Project Flavor does its best to cook with as many fresh, healthy ingredients as possible, and many of its menus include tortillas or bread made from scratch.

“We’ve made our own lasagna noodles and we’ve done ravioli in the past — that’s always fun,” Levine said, adding that one of his favorite dishes was homemade apple dumplings that consisted of apples covered in dough and caramel sauce.

Experimentation with recipes at home is sometimes reflected in Project Flavor’s menus too.

“I’ll say, ‘You guys, I made this awesome black bean thing last week, I think we should try it at the cook date’ … We just have constant teaching-learning experiences,” Adams said.

Adams started cooking in college after she took a course on the philosophy and the ethics of food.

“I think that whoever made that class owes me, because I talk about it all the time. It basically changed my life,” she said. At the end of the class, she had to cook a meal for all the class members, with an ethical reasoning behind the food that she prepared.

“Mine was that I wanted to use all local food for my meal, and from then on I’ve gone to the Farmers Market pretty much every weekend. I’ve really changed my lifestyle and become very interested in cooking,” Adams said.

In fact, the course was so influential for Adams that she designed her own food systems major to accommodate her interest.

“Since U of M doesn’t have a nutrition program … I decided I wanted to major in something I was passionate about, so I wrote my own,” she said.

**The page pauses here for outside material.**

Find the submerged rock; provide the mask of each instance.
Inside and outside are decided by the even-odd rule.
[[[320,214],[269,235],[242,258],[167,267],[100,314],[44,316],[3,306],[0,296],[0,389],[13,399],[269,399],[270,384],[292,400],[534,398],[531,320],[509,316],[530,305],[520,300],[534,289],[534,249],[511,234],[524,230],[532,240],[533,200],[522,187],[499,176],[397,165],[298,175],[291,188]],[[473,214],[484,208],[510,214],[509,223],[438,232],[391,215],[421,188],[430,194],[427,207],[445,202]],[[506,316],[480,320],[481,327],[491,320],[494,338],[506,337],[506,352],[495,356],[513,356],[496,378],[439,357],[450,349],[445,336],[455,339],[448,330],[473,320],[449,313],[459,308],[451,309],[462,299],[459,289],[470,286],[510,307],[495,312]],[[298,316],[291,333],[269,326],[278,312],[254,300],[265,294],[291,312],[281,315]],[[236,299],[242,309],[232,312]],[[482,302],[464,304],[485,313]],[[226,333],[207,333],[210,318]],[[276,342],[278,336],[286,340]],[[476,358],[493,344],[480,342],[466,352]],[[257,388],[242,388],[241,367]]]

Project Flavor also tries to use as much local produce as possible. Until October or November, Adams goes to the Farmers Market on Wednesdays specifically to get the ingredients the group needs for its cook date that week.

“I think that it’s silly for us to be purchasing something like spinach that’s from Meijer and has been shipped halfway around the world when we have really great quality spinach in Ann Arbor,” she said.

“I like and appreciate good food, healthy foods; I feel like stuff you get a lot of times in restaurants is such low quality … You don’t feel good afterward,” Isaacoff added. “But when I make stuff, it’s fresh and it’s a lot of whole ingredients.”

According to Levine, apart from how good it tastes, there are other reasons why she savors the Project Flavor experience.

“It kind of makes you feel good when you make something that tastes good,” Levine said.

For Project Flavor, it’s all in the name. Masterfully maneuvering its way through the kitchen at the Ronald McDonald House to serve a scintillating meal that delights residents’ taste buds, the group gives a piquant kick to the vapid and mundane. But in its simplest form, Project Flavor isn’t just a club about volunteering — it’s a group of students who really love to cook.